Read Territorial Rights Page 17


  ‘You leave my girl alone, you dirty old man.’

  ‘With whom,’ said Arnold, ‘am I talking and to whom do you refer?’

  ‘I’m Serge Pancev, second cousin and fiancé of Lina Pancev. You come from London? I’ve been in London. I know the quality of person that you are’

  ‘My dear young man, I’ve only taken an interest in the poor girl, a refugee from the Iron Curtain and the oppression of her co-nationals. I am a former headmaster and I do think it behoves us to show some charity to these strangers in our midst.’

  ‘I like to know what you mean by the oppression of her co-nationals,’ Serge said. ‘I like an explanation. As a co-national and a cousin.’

  ‘I understand,’ Arnold said. ‘I think in cases like this we must call for a compromise. What are you doing out here, by the way?’

  ‘I’ve come for Lina and I’m going to take her back.’

  ‘I’m a married man, myself,’ Arnold said, ‘so, you see, I understand your point of view.’

  ‘You don’t ask her to any more fancy dinners and fancy lunches,’ stated Serge.

  ‘I hope she won’t get into trouble in her country,’ said Arnold.

  Serge banged his fist on the table to the effect that the lid of the metal coffee-pot sprung open as if its hair was standing on end, and a spurt of coffee splashed from its spout on to the white tablecloth.

  ‘I hope,’ said Serge, ‘that you won’t get into trouble, yourself, when you return to your own territory.’

  ‘… a spirit of compromise,’ Arnold was saying. ‘I haven’t been a headmaster of a boys’ school all these years without knowing something. …’

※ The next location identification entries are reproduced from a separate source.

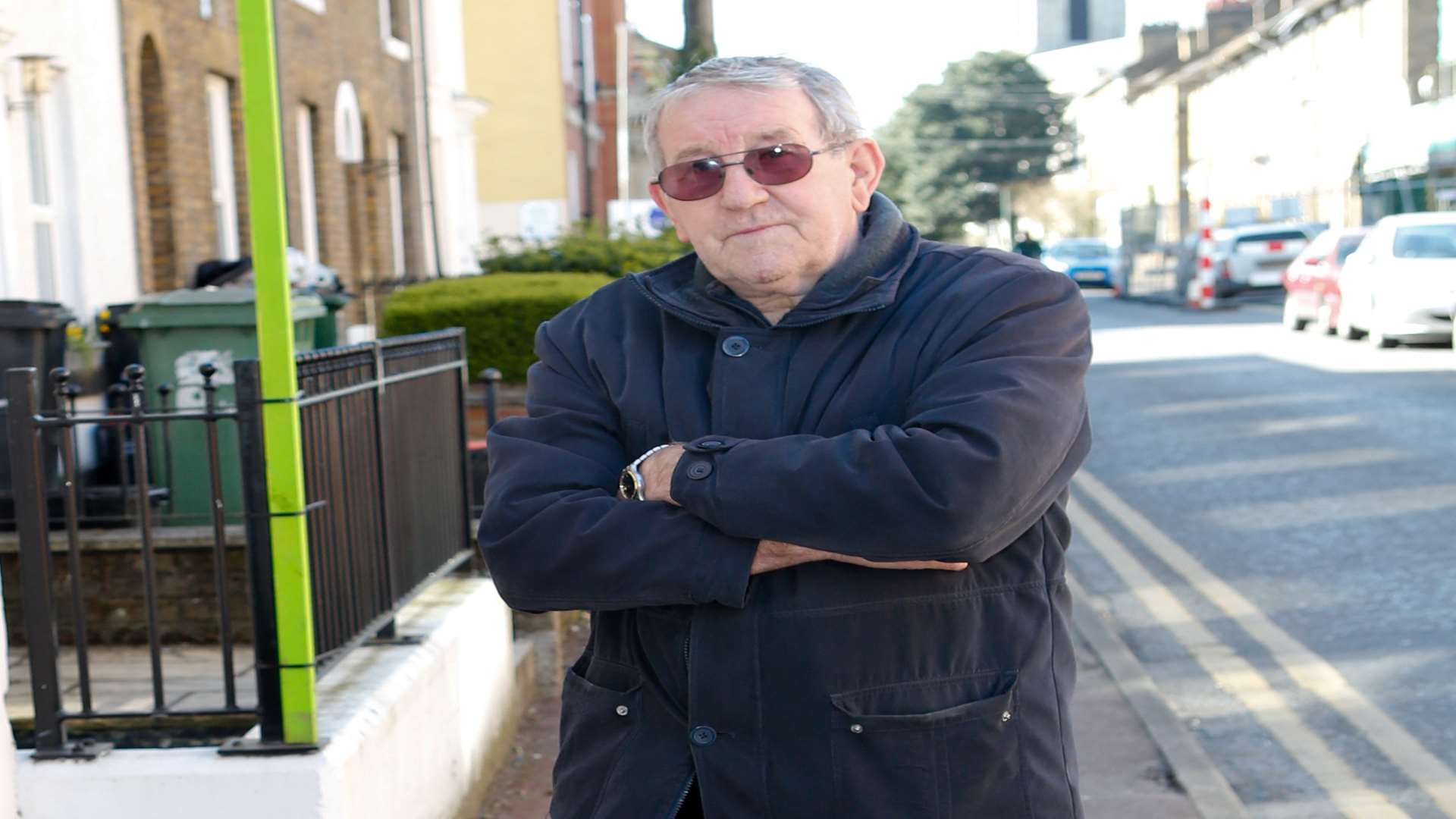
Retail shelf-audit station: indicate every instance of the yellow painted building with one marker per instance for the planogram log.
(517, 55)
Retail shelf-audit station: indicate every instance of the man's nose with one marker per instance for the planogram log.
(740, 188)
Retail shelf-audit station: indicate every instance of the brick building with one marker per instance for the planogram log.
(350, 130)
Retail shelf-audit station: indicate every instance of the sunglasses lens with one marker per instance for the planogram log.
(780, 165)
(692, 180)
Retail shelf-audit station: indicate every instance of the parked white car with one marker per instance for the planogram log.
(1398, 286)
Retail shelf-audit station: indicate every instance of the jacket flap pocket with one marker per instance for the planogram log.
(916, 706)
(593, 675)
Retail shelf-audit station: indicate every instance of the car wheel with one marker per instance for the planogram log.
(1345, 328)
(1292, 319)
(1323, 318)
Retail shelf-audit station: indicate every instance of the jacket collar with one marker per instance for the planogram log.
(864, 281)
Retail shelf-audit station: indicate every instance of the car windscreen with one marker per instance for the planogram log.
(1273, 237)
(1347, 245)
(1424, 242)
(1081, 251)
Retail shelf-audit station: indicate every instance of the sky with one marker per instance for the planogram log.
(878, 55)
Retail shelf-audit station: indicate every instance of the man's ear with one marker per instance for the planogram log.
(655, 191)
(868, 164)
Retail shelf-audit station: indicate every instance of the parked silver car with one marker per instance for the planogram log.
(1247, 260)
(1398, 286)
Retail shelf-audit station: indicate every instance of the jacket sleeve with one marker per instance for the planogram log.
(554, 532)
(992, 438)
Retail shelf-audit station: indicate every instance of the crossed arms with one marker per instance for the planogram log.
(990, 441)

  Serge was already leaving the dining-room, and the waiter stepped forward to place a clean napkin over the coffee-stains on the tablecloth.

  Arnold went to the desk clerk and sent off a wire to Anthea: ‘Beautiful weather here home next week Arnold.’

  Chapter Sixteen

  IT WAS THE NEXT DAY, SATURDAY, before Curran could get together enough dollar currency to satisfy the Butcher’s precise demands as they were relayed to him by Violet. All of Friday afternoon he had been ringing up his lawyers and banks. Violet had told him that Italian lire were out of the question, too traceable and too likely to be false; and still, in the early evening of Friday when the arrangements were complete, there was another crisis, a hitch. Violet had received a phone call to say that the Butcher wanted deutschmarks after all. But it all blew over, and after some more cautiously worded phone calls it was agreed that Curran should take his pay-off dollars to the altar of Santa Barbara at the Church of Santa Maria Formosa at five o’clock precisely the next day.

  Punctually then, on Saturday, Curran was in the church with a briefcase in his hand, and an angry throbbing in his ears and in the region of what he felt to be his thyroid gland. The church was dark and still. An old woman prayed at the altar of the large and predominantly red Santa Barbara.

  Curran knelt before Santa Barbara. The old woman moved away and dragged slowly round the church, muttering her own secrets to herself or to God or whatever. Curran then caught sight of the Butcher, and although he had seen him frequently with the young blonde woman since he had come to Venice, this was the first time that Curran felt he recognised in the puffy face and thickened shoulders the features of that young apprentice of the summer night of 1945, there in the garden of the Pensione Sofia, getting down to business with the older butcher.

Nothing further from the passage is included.